Quantitative ultrastructural study of acrylamide induced cytoplasmic desmosome-like structures in cultured rat keratinocytes.

Although present in many tumours, the mechanism of formation and the significance of the so-called 'cytoplasmic desmosome' (CD) remain speculative. Recently, we reported an in vitro model for the induction of CD in rat keratinocytes following acrylamide treatment. In the present study and based on quantitative and qualitative evidence, CD could be divided into two categories. The first comprised individually scattered desmosomes always located in the cortical cytoplasm and associated with tonofilament bundles. Their sizes were comparable with those of intercellular desmosomes (ID) in control cells. The second category comprised clusters of homogeneously small-size desmosomes that may be located deep in the cytoplasm and were not always associated with tonofilament bundles. Whilst the latter group may be formed de novo in the cytoplasm as a result of the acrylamide-induced inhibition of protein kinases, the first group may be the result of internalization of surface desmosomes by certain tonofilaments under tension.
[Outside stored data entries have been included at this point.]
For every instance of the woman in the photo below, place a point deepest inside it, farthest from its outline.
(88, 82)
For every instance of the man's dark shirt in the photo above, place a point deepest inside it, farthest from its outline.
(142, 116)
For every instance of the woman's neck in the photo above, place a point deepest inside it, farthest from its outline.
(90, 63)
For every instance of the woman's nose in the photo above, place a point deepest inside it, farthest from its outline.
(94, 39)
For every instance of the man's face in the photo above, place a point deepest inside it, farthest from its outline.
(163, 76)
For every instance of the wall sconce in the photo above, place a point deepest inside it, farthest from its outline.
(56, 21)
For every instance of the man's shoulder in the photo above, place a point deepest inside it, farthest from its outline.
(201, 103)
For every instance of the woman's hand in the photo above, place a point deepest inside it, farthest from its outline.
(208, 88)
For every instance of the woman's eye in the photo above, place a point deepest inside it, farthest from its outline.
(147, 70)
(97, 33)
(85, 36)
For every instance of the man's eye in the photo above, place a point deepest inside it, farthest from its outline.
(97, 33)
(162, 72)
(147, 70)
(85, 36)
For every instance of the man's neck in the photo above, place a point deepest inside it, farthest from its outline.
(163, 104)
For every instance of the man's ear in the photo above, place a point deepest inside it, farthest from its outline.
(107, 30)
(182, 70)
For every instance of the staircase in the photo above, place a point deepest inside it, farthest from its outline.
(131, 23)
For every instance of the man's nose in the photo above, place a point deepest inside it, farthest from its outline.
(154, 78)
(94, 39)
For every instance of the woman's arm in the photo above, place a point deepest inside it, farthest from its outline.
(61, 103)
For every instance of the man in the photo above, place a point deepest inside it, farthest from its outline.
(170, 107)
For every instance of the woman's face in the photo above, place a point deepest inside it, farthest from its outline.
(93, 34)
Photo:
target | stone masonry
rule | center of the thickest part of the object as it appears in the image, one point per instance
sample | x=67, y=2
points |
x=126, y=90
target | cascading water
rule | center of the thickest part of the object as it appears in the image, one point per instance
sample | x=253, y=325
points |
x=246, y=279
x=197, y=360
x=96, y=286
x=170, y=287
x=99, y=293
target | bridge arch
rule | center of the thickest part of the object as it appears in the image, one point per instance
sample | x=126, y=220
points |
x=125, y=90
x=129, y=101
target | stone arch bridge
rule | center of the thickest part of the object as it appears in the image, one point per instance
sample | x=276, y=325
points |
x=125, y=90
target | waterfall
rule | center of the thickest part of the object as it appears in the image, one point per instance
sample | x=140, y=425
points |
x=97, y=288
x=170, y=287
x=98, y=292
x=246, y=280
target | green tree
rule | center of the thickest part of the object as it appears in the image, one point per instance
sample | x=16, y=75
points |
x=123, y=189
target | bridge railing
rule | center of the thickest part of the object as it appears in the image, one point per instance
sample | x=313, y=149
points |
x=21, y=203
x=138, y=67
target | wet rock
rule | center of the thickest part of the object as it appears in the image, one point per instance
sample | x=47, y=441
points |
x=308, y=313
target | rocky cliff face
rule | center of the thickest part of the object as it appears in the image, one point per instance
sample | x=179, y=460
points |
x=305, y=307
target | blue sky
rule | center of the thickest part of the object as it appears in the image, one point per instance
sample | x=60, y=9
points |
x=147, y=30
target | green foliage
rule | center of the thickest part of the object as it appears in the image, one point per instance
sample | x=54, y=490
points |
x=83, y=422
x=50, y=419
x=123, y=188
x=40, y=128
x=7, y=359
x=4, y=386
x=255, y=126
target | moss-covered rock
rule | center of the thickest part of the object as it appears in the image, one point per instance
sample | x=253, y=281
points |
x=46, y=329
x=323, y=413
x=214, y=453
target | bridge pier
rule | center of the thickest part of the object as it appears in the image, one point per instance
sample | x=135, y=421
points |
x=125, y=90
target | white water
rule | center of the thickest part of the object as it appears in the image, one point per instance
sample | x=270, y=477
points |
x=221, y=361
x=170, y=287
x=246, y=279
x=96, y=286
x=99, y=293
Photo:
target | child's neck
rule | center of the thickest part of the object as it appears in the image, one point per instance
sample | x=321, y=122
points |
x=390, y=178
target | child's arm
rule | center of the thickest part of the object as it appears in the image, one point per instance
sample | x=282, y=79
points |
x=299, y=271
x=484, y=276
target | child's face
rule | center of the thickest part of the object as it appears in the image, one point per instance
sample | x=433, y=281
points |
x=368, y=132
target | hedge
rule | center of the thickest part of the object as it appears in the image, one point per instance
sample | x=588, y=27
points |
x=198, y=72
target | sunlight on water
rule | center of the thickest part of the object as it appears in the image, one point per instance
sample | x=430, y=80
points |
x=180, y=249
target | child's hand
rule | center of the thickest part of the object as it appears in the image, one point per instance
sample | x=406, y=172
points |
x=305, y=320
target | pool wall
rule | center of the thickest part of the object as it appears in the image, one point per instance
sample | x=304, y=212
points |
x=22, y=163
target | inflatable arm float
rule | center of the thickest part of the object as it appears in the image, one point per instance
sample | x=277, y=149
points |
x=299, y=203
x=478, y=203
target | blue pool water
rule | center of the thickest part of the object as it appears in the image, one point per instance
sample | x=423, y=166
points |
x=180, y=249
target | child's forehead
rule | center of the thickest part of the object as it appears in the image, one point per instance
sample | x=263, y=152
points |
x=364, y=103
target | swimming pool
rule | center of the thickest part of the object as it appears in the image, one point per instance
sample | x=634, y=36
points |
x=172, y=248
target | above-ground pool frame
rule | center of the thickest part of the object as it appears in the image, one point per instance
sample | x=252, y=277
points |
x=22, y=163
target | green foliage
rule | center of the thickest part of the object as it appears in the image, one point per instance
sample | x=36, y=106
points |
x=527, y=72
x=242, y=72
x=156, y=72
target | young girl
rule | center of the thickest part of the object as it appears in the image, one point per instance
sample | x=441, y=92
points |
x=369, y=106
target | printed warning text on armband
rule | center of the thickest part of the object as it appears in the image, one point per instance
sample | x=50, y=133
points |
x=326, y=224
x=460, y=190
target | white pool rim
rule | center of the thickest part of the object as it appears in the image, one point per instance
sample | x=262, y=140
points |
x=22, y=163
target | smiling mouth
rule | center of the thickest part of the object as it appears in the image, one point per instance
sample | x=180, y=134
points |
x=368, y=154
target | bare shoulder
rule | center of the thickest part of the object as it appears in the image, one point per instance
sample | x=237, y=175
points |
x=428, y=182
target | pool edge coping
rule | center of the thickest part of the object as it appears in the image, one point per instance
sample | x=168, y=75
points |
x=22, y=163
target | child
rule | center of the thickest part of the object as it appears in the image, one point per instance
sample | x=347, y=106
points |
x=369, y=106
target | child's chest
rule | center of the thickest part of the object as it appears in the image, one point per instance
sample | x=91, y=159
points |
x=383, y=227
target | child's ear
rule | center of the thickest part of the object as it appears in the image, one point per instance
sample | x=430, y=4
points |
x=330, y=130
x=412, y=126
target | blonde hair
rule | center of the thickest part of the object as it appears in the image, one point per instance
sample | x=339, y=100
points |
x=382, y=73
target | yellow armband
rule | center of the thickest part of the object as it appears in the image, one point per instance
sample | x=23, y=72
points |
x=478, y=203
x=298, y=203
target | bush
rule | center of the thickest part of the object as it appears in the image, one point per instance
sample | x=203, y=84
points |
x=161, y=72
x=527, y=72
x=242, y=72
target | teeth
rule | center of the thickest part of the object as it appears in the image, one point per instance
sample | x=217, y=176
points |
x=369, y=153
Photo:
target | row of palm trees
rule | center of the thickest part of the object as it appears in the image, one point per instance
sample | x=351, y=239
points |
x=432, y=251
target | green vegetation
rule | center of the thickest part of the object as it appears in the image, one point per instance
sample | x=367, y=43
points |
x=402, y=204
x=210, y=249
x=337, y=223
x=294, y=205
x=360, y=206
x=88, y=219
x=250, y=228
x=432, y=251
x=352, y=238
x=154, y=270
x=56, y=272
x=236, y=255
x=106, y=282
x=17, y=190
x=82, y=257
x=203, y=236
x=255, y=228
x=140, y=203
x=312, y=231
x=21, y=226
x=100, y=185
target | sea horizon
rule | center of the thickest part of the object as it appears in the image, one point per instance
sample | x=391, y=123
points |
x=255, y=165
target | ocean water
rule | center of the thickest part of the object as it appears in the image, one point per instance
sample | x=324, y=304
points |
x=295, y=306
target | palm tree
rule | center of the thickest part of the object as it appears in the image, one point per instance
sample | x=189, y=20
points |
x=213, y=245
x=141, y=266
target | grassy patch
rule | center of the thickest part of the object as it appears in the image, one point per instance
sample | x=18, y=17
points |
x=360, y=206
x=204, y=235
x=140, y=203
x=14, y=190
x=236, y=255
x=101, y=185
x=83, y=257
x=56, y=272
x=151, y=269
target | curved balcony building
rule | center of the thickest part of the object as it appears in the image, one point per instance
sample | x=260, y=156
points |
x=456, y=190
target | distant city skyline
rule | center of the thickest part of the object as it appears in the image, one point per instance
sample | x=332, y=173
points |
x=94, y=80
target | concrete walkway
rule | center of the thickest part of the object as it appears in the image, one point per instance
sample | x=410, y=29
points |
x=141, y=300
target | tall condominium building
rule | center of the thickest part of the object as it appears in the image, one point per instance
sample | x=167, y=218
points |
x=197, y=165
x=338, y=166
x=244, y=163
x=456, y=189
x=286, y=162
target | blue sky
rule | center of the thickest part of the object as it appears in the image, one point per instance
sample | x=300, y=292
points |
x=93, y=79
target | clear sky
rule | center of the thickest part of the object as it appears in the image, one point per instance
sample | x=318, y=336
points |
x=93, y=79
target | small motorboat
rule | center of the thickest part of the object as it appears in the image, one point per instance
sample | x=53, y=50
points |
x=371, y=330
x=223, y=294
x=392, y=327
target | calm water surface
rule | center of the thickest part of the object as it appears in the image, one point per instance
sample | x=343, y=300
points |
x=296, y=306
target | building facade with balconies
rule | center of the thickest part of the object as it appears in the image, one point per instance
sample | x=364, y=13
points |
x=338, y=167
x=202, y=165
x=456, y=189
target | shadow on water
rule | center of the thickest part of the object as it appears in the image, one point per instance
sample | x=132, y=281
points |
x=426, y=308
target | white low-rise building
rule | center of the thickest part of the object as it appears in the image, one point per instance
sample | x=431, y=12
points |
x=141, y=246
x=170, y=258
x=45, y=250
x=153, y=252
In order to assess this possibility, we examined tonofilament organization following wounding of the epithelial sheet. Injured cells exhibited spiral-form tonofilaments extending close to the cell membrane. This retraction could be justified ultrastructurally by direct association between tonofilaments and microfilaments.
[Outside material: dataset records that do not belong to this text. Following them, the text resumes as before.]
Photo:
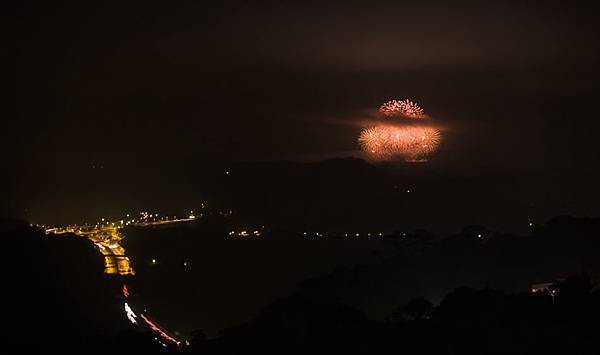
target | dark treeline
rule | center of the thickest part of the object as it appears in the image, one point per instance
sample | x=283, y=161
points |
x=60, y=300
x=467, y=321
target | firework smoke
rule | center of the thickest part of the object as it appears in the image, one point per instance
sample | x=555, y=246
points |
x=409, y=143
x=404, y=108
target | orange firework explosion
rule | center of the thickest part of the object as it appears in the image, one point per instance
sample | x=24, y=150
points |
x=405, y=108
x=410, y=143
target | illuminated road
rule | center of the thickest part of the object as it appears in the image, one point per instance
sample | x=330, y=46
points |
x=106, y=237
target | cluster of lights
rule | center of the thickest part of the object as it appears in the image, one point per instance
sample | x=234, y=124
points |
x=411, y=143
x=405, y=108
x=408, y=141
x=246, y=233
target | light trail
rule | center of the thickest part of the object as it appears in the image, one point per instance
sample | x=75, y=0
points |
x=160, y=332
x=130, y=315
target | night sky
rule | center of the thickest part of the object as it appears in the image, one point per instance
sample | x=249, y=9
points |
x=174, y=86
x=255, y=108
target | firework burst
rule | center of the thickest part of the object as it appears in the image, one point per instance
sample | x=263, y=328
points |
x=409, y=143
x=404, y=108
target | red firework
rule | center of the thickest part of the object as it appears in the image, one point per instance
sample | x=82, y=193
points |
x=409, y=143
x=404, y=108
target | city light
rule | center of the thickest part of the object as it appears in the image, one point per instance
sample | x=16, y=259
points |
x=130, y=315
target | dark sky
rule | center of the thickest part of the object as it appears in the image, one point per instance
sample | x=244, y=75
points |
x=129, y=84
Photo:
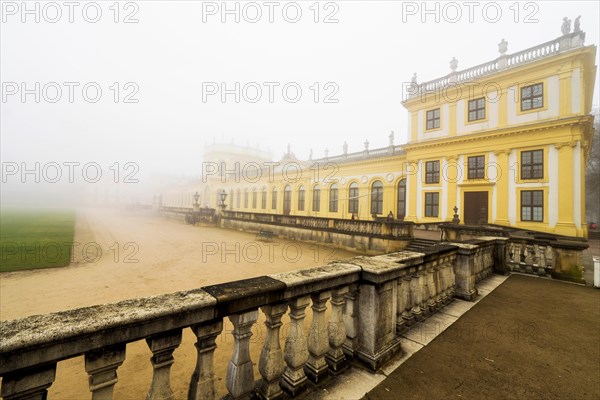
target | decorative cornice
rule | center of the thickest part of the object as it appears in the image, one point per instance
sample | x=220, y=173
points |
x=504, y=132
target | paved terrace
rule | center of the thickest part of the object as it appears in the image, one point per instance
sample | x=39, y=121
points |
x=530, y=338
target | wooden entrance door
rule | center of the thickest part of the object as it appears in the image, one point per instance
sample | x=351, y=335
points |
x=476, y=208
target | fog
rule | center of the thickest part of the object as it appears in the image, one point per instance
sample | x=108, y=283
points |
x=138, y=89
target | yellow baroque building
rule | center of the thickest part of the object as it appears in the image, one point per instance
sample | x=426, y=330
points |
x=504, y=142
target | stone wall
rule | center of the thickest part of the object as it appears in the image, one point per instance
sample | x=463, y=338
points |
x=371, y=300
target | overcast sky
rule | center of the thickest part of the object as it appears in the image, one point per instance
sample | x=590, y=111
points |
x=355, y=57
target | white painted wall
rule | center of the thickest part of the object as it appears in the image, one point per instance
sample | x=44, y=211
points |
x=576, y=91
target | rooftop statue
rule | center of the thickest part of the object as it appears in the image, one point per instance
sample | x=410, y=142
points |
x=566, y=26
x=577, y=24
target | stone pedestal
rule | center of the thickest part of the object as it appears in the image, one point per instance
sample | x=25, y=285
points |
x=101, y=367
x=377, y=326
x=465, y=271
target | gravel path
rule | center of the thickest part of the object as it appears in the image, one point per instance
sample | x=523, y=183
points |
x=530, y=338
x=143, y=255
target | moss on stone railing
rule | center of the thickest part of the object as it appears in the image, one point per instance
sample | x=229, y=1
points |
x=372, y=300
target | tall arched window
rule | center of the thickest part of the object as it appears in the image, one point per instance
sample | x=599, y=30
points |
x=377, y=198
x=301, y=198
x=402, y=199
x=316, y=198
x=206, y=197
x=353, y=198
x=287, y=200
x=333, y=198
x=274, y=199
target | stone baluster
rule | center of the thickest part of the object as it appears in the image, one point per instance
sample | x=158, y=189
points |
x=443, y=279
x=437, y=275
x=402, y=288
x=271, y=364
x=240, y=375
x=202, y=384
x=423, y=277
x=407, y=315
x=101, y=366
x=351, y=322
x=452, y=280
x=430, y=284
x=31, y=384
x=293, y=380
x=416, y=296
x=162, y=347
x=337, y=332
x=316, y=368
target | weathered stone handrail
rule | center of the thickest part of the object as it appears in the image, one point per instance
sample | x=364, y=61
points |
x=372, y=300
x=378, y=228
x=365, y=154
x=505, y=61
x=532, y=252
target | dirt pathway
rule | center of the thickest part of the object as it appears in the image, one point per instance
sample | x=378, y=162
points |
x=123, y=256
x=531, y=338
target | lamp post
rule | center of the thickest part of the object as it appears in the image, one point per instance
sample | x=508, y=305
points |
x=196, y=197
x=223, y=196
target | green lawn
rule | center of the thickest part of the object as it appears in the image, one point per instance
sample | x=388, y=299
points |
x=35, y=238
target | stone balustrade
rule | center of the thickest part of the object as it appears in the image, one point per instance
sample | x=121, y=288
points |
x=532, y=252
x=504, y=61
x=370, y=300
x=381, y=228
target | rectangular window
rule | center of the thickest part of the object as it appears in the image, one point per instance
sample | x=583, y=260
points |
x=353, y=200
x=532, y=97
x=432, y=204
x=433, y=119
x=333, y=200
x=432, y=172
x=476, y=109
x=301, y=200
x=316, y=200
x=532, y=205
x=476, y=167
x=532, y=164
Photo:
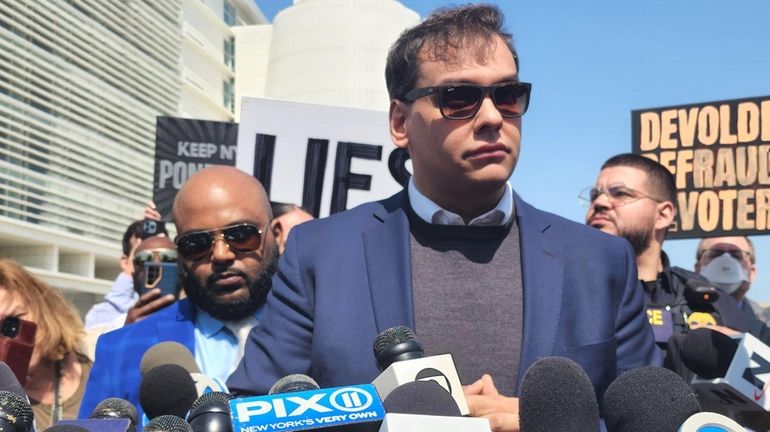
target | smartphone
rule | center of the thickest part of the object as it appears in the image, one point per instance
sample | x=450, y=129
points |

Cytoplasmic desmosomes and intermediate filament disturbance following acrylamide treatment in cultured rat keratinocytes.
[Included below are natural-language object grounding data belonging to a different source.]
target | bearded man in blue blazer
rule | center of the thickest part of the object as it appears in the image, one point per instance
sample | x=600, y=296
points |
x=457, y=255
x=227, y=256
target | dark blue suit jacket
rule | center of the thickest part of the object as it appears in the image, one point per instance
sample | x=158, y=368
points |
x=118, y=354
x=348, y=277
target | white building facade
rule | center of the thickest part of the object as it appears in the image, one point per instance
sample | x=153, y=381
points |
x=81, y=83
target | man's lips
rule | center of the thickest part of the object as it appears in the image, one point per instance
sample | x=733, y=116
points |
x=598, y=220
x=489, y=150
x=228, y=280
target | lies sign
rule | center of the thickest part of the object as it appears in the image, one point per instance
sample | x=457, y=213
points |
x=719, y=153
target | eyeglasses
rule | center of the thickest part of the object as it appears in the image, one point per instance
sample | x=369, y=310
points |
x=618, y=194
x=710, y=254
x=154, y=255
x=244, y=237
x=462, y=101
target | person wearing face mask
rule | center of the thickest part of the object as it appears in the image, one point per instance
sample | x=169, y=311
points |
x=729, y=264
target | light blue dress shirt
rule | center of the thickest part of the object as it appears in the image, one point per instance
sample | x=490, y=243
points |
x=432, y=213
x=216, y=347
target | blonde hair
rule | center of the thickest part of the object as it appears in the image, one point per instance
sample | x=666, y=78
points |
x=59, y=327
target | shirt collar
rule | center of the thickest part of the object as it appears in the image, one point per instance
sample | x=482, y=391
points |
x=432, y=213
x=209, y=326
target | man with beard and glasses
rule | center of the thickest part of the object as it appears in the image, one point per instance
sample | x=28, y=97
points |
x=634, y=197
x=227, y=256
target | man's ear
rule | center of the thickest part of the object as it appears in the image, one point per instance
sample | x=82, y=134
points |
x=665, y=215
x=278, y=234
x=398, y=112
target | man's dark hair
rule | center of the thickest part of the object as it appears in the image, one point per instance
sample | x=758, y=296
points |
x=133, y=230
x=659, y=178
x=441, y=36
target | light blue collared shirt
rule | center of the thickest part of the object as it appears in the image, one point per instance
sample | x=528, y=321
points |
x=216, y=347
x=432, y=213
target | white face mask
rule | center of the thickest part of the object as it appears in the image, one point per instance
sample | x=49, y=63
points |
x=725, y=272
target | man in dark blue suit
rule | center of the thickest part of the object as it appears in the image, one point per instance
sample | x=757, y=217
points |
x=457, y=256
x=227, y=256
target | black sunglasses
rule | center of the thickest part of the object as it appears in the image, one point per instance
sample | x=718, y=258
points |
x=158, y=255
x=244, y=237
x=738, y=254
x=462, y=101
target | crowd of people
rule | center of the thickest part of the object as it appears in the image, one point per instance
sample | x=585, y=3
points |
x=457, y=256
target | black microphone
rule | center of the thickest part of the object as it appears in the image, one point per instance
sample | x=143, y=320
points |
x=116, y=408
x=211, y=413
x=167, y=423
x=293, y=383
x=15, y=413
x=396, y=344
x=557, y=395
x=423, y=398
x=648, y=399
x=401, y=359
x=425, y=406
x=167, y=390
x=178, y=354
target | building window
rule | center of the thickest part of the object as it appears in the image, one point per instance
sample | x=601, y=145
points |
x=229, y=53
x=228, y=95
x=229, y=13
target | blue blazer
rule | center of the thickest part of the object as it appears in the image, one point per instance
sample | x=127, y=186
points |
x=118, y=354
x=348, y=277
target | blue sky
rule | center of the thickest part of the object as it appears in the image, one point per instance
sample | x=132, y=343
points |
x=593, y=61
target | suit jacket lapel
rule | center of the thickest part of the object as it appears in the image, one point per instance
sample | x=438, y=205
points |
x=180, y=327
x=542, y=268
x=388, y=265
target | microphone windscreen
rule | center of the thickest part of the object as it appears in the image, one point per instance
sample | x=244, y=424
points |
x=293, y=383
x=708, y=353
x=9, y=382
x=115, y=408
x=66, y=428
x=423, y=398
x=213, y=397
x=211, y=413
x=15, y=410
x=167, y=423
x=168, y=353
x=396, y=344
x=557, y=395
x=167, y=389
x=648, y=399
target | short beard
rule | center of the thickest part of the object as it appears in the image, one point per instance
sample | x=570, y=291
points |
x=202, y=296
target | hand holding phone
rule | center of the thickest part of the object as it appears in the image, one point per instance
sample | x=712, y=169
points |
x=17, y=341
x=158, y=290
The present paper describes disturbances in the organization of tonofilaments and desmosomes of rat lingual and epidermal keratinocytes after treatment of the cells with acrylamide in culture. This treatment induced changes in cell shape, reduction of intercellular adhesion and a perinuclear accumulation of cytoplasmic organelles. Using specific antibodies for cytokeratins, the filaments were disorganized particularly in the perinuclear region. In untreated cells, keratin filament labelling was very weak or absent above and below the nucleus thus leaving a black nuclear space in fluorescine microscopy. Following acrylamide treatment, the keratin filament labelling covered the nuclear space which indicated the accumulation of these filaments all around the nucleus. Furthermore, the desmosomal junctions were often associated with thick keratin bundles. Antibodies for desmoplakins revealed a reduction in intercellular labelling and stronger cytoplasmic labelling. Ultrastructurally, well-developed long tonofilaments were found to associate with large desmosomal junctions. Furthermore, small-sized desmosomal structures were identified within the cytoplasm. Morphologically, these were identical to cell surface desmosomes and were almost always associated with well-developed tonofilaments. The effect of acrylamide on the protein kinase A activity might be implicated in the disturbances of the desmosome-intermediate filament complex and in the initiation of contractile forces necessary for perinuclear accumulation of intermediate filaments and for the formation of intact cytoplasmic desmosomes. The acrylamide-induced intermediate filament and desmosomal changes may provide valuable information on the mechanism of intact cytoplasmic desmosome formation in several skin diseases and in squamous cell carcinoma.